Under such conditions, these wastes pose a sizable threat to exposed populations. The wastes have also demonstrated a remarkable capacity to migrate back to the US through air and water pollution from nations such as Canada and Mexico. Furthermore, the very existence of this convenient disposal outlet delays the day when Americans finally get serious about addressing their own hazardous waste problems.
The volume of wastes the US generates hovers around 250 million metric tons per year and continues to grow, in large part because many industries and state governments resist waste reduction and recycling. At the same time, increasingly strict domestic standards for waste disposal have closed countless old facilities while local political opposition has made it virtually impossible to site new disposal facilities.
Understandably, Congress and the Bush administration approach waste exportation with great caution; every congressional district generates hazardous wastes but few are willing to assure their safe disposal.
A series of legislative hearings held in 1988 and 1989 offered an eerie array of waste dumping exploits, many of which occurred without advance knowledge by the host government or the US. Perhaps the best-known of these episodes was the two-year, five-continent odyssey of a ship searching for a place to dump more than 13,000 tons of Philadelphia incinerator ash. These hearings gave legislators and administration officials a platform from which to express their outrage, but strong political opposition to new restrictions is expected to thwart serious legislative action on this issue. In fact, the Bush administration has played an active role in watering down international waste trading accords, such as the 1989 Basel Convention.

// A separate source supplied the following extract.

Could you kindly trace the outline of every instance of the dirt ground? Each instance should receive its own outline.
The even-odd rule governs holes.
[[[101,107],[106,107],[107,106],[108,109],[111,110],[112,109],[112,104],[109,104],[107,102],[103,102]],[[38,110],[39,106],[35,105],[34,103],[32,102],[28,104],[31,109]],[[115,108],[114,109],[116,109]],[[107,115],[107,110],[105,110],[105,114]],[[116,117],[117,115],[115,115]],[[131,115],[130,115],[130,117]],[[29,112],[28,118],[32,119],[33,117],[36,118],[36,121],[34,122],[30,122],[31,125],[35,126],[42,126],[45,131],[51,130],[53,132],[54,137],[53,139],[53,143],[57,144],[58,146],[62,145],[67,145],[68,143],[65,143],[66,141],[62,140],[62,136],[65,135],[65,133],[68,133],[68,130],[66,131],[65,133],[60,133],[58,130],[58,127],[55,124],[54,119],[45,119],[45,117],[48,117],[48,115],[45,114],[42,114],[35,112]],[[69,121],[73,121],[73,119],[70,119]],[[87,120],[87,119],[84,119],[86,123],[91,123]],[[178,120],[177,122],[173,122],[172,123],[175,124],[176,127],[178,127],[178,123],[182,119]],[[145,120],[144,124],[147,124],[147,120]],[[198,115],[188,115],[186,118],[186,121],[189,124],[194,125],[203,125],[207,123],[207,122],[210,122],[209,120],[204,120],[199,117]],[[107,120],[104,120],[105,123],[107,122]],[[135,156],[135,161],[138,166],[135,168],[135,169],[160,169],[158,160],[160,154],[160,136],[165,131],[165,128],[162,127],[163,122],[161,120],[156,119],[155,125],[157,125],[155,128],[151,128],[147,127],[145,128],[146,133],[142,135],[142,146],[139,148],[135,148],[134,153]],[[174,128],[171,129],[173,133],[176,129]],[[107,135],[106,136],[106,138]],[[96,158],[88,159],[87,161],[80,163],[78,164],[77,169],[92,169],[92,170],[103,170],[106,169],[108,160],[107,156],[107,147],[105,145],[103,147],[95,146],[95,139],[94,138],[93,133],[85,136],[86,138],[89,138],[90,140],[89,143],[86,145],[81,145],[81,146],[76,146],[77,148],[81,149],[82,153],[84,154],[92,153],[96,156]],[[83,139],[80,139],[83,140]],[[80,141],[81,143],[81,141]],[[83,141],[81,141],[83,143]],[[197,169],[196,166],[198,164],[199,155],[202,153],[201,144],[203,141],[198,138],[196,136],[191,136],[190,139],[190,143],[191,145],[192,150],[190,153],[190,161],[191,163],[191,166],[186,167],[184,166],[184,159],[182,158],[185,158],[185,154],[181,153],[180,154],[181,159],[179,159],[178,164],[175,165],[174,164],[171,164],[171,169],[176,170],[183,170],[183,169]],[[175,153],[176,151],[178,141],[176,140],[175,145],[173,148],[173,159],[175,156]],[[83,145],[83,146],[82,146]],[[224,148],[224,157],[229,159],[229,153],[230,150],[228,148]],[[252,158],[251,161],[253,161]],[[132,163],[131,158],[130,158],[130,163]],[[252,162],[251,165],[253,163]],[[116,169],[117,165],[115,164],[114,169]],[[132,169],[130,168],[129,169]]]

As a result, there is no reliable measure of the volumes or types of wastes exported each year, much less any effective monitoring system to assure safe transport and disposal upon arrival. The US Environmental Protection Agency and State Department are confined to obtaining approval notices from prospective host governments. They may not block questionable exports or examine the conditions under which the wastes will be handled abroad. The staff authorized to oversee this entire process is less than th at required to run a neighborhood gas station.
In the case of exports to our largest waste trading partner, Canada, a 1986 bilateral agreement further streamlined the approval process. All American hazardous waste exports are assumed acceptable unless the Canadian government raises objections, which it rarely does. Canadian hazardous waste disposal plants in Ontario and Quebec continue to lure American wastes. Their advertisements emphasize that compliance with Canadian environmental standards for hazardous waste is far less costly than compliance w ith those in most states.
American policy could close the export escape route. Environmental groups such as Greenpeace have endorsed a virtual ban on all such exports. Other policy options include a modified ban, whereby waste exports would only be allowed under very limited - and well-monitored - conditions, with substantial penalties for noncompliance. Just as the US government should be reluctant to extend the scope of free trade agreements to authorize widespread export of nuclear and chemical weaponry, it needs also to take a more active role in controlling the export of other products that threaten human health.